There are few cities as layered with memory and metaphor and meanings both personal and historical as Paris, and Adam Biles' Grey Cats is a terrific mining of those many layers, an expedition of "punk-archaeology," as his narrator calls it. That narrator is an English writer living in France, in love with a Parisian named Melina, and the novel is his account of following her into the nightworld of a city and learning he doesn't know the place -- or the person -- as well as he thought, and that "there are as many cities as there are people who move through them." Grey Cats shows us Paris through lenses of romance and literature and psychogeography, among others: all the ways the "city of light" stands in the cultural imagination-at-large. The image that's stuck with me more firmly, perhaps, is this scene in a Metro station:

A fan of old fly-posters arced from the wall. Age had mottled them, loosened the paste so they could be picked through like a giant Rolodex. The first was for pastis — a dandy in a canary-yellow suit, the waterlogged paper crinkling his smug face, pouring himself a glass of the emasculated absinthe: AH!… MOI JE BOIS UN RICARD. Melina flicked on through the fan. It was strange, a little disorienting too, to be travelling at once forwards and backwards in time. Each of these posters would have been displayed for a week or so, passed by, observed or ignored by hundreds, thousands of people -- many of them now long dead -- before being covered up by the next.

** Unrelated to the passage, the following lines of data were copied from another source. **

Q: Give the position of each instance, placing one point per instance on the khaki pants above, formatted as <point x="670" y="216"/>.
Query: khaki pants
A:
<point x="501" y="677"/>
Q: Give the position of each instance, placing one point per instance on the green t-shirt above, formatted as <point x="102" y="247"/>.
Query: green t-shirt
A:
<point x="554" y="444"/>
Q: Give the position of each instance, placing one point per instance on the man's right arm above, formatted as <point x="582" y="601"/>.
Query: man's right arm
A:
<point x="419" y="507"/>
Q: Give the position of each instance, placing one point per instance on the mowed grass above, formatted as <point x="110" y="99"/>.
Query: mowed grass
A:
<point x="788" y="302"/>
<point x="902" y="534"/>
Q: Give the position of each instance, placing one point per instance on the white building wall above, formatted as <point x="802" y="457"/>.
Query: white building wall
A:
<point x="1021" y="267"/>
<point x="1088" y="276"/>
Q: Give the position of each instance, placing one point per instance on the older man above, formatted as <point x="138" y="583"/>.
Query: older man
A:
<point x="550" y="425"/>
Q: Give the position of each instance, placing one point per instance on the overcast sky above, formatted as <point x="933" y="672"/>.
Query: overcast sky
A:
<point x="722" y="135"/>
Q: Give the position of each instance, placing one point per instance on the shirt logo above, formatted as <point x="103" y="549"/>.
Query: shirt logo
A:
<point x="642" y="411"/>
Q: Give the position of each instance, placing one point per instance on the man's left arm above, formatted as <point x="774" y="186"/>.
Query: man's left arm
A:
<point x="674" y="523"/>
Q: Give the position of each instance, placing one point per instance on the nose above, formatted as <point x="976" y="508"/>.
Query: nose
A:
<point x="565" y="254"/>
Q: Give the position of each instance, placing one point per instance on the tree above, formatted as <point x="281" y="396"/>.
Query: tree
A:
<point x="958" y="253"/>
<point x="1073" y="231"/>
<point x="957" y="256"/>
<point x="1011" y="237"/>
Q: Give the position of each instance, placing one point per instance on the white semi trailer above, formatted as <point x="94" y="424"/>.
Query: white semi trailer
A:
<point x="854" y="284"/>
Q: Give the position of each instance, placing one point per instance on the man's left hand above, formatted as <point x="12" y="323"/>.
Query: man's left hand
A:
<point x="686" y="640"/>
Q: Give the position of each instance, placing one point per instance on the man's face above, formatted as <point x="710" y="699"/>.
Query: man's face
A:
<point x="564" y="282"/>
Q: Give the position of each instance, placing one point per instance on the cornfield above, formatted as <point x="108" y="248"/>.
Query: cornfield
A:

The novel itself is equally layered, offering so much to peel back and plumb that through the serendipity of taking a long time between making notes for this review and actually writing it I had a chance to realize how much Grey Cats had occupied my imagination, simmering away and leaving me even more impressed than my already quite positive first reaction. I had as much fun spotting nods to Raymond Queneau, La Jetée, the myth of Orpheus, and so much more, like wandering unfamiliar neighborhoods and half-catching details then filling in what I'd missed from my expectations; a bit of a dérivée through the book, I suppose. Or, perhaps, none of those other texts I connected it to are "in" the novel and I only brought those associations to it myself, creating the city I wanted as the characters do, out of my own prior notions and memories (real and imagined) of Paris.

There's an overlying -- literally -- image in Grey Cats of the city blanketed in ash from the Icelandic volcano that erupted few years ago, and without ever making that layer of the book heavy-handed Biles turns it into a powerful, constant reminder that Paris is always rising and re-rising from its own ashes, being built and rebuilt of the past as it decays and distorts in the streets as in our heads as we each make our own city the way we make our own book each time we read or reread a novel. I already know I'll be rereading Grey Cats to see what new cities and stories can be stirred up from its ashes, and I look forward to it the way we (at least, I) long to return to cities we've known as younger selves to measure their changes against our own.